Deer tracks on the beach. Out for the morning wander, probably to lick up salt. Or like us, just to enjoy the sunshine and mess around buy the river. Wild animals do what we were all meant to do: eat, sleep, enjoy themselves and try to stay out of trouble.
Speaking of trouble, yesterday I had my binoculars trained on a river otter, that was happily gobbling and throwing around chunks of fish. It suddenly stared at me, then - and there's no other way to describe this -- did a double-take and ducked under water, as my tiny view filled up with adult bald eagle. The eagles are hatching chicks right now, and no doubt it would have taken fish or otter, whichever course it could have pulled onto the table.

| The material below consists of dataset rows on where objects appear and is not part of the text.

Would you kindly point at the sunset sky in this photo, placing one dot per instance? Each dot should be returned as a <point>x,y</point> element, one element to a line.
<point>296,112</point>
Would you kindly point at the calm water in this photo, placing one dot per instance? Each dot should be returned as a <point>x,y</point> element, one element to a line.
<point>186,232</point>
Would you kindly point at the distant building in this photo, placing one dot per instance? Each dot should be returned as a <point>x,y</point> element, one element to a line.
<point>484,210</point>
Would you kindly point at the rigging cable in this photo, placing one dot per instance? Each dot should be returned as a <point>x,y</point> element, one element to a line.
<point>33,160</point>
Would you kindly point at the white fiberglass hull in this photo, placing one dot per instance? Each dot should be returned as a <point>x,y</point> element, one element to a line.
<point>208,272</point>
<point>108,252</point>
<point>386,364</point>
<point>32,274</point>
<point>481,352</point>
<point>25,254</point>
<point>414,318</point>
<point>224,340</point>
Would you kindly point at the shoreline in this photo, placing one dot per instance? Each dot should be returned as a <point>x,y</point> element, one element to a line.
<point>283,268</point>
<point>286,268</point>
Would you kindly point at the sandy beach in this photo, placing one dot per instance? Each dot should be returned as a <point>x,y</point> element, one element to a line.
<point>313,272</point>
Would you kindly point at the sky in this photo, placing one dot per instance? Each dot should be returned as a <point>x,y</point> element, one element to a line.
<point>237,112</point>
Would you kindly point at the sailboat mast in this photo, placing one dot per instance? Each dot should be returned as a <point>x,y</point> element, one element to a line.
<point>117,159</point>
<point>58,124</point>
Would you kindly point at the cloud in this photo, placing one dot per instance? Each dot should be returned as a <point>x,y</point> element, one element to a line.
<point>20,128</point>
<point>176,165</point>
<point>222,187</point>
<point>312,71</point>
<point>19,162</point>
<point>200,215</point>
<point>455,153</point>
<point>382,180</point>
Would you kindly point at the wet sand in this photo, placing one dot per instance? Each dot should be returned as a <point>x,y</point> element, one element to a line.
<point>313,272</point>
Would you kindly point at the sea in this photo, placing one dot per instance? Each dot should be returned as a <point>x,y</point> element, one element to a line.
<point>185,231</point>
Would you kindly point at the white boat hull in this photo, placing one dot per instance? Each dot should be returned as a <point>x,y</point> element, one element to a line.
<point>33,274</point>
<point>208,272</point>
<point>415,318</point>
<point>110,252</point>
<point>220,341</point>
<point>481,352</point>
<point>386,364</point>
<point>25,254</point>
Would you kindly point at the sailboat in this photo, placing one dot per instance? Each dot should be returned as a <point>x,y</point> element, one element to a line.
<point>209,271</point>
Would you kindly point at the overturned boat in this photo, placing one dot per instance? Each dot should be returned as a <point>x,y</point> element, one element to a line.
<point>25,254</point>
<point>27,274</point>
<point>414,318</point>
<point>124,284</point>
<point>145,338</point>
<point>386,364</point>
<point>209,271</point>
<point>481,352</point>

Day before yesterday, we walked in a wide arc around a gull. It was settled down on the sand in the chill mist. It looked sick or old. But it was out of the wind; any shelter, no matter how low or inconsiderable, makes a huge difference when you have no place else to go.
Yesterday we found its dismembered and plucked body. Today I picked up one of its wings and placed it in a tangle of dried roots, out of the sand, in the wind where it belonged.
The Clallam River changed its course this winter, back to its original bed, now that people have stopped trying to open it too early with bulldozers. Now most of the really nice sand beach is on our side of the river during the winter.
That's Vancouver Island beyond the Strait of Juan de Fuca, and Bear Kill Ridge and Slip Point on the right. Or Radio ridge, because of the Coast Guard and Verizon towers. Every generation has its own names; we call Mussolini Head, on the stony beach around the ridge, "Octopus Rock."
Dan and our Junk Tree. We drag heavier items to this buried tree, by the end of the closed bridge (right). When the bridge is opened every spring by the Lion's Club, the heavy garbage is dragged to the dumpster in the park. Usually the Lion's Club beats us to it. Bless their souls.